• “A timely and important contribution to the conversation around autobiography and the area where autobiography shades into the testimonial act of ‘bearing witness.’ . . . Avrahami’s readings are rich and rewarding. They are deft and intricate accounts of complex texts, literary and pictorial, that she shows to be resistant in various ways to the cultural construction of subjectivity through their intense readability.” --Ross Chambers, University of Michigan, author of Untimely Interventions: AIDS Writing, Testimonial, and the Rhetoric of Haunting
 

The Invading Body

Einat Avrahami
224 pages, 6 x 9
29 b&w illustrations
Cloth 978-0-8139-2664-3 • $55.00
Paper 978-0-8139-2665-0 • $19.50


Widely debated in feminist, poststructuralist, and literary theory is the relationship between subjectivity and the body. Yet autobiographical criticism--an obvious place for testing this conceptual relationship--has lagged behind contemporary queries about the embodied self. In The Invading Body, Einat Avrahami corrects this deficiency by analyzing the genre of terminal illness autobiographies. These personal narratives challenge the world of self-writing in their power to question the assumption that autobiography--and the body--are products of cultural constructs and discursive practices. Their self-disclosures of symptoms, disabilities, and the physical and psychological pains of treatment, especially when combined with thoughts of further deterioration and imminent death, defy the theoretical formulations of identity and alter the definition of autobiography itself.
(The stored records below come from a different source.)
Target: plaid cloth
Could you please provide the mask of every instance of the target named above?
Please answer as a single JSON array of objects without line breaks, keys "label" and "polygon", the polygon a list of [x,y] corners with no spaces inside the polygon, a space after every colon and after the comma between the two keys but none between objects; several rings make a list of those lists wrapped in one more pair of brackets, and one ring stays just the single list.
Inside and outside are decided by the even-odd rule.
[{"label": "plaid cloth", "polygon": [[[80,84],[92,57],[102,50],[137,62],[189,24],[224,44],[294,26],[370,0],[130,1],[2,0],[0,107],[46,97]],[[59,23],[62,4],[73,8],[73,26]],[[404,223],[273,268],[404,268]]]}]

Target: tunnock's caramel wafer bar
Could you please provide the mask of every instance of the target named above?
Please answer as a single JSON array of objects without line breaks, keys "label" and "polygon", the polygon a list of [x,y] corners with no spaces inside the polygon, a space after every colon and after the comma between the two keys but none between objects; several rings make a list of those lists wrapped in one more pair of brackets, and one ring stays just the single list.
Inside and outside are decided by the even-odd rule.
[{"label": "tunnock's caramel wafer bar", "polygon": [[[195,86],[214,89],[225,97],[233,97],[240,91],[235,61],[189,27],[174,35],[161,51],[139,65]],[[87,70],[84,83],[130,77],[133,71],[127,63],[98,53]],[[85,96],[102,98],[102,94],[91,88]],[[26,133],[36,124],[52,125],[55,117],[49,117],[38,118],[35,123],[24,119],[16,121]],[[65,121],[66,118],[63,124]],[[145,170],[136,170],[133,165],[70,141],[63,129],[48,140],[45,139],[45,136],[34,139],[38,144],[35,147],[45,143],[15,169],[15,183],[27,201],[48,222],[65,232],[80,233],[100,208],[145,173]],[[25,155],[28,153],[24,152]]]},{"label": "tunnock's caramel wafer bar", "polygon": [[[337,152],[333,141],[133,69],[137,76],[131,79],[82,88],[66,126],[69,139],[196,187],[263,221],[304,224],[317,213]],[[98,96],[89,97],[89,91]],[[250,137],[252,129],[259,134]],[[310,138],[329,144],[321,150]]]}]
Avrahami investigates an array of autobiographical testimonies of terminal illness ranging from Harold Brodkey's poignant account of his struggle with AIDS to Hannah Wilke's and Jo Spence’s gripping self-portraits of cancer. By challenging the artificial and contrived skepticism that critics and theorists bring to their concepts of the self, the author argues, these illness narratives constitute an "invasion of the real," confronting the notions of self-representation and self-invention on which current autobiographical studies are based.

The author's examinations of these moving memoirs and photographs will engage not only the growing field of disability studies, but also a more general readership interested in the transition that occurs when one’s body suddenly falls out of step with one’s mind.



Einat Avrahami is Adjunct Professor of English at Tel Aviv University, Israel.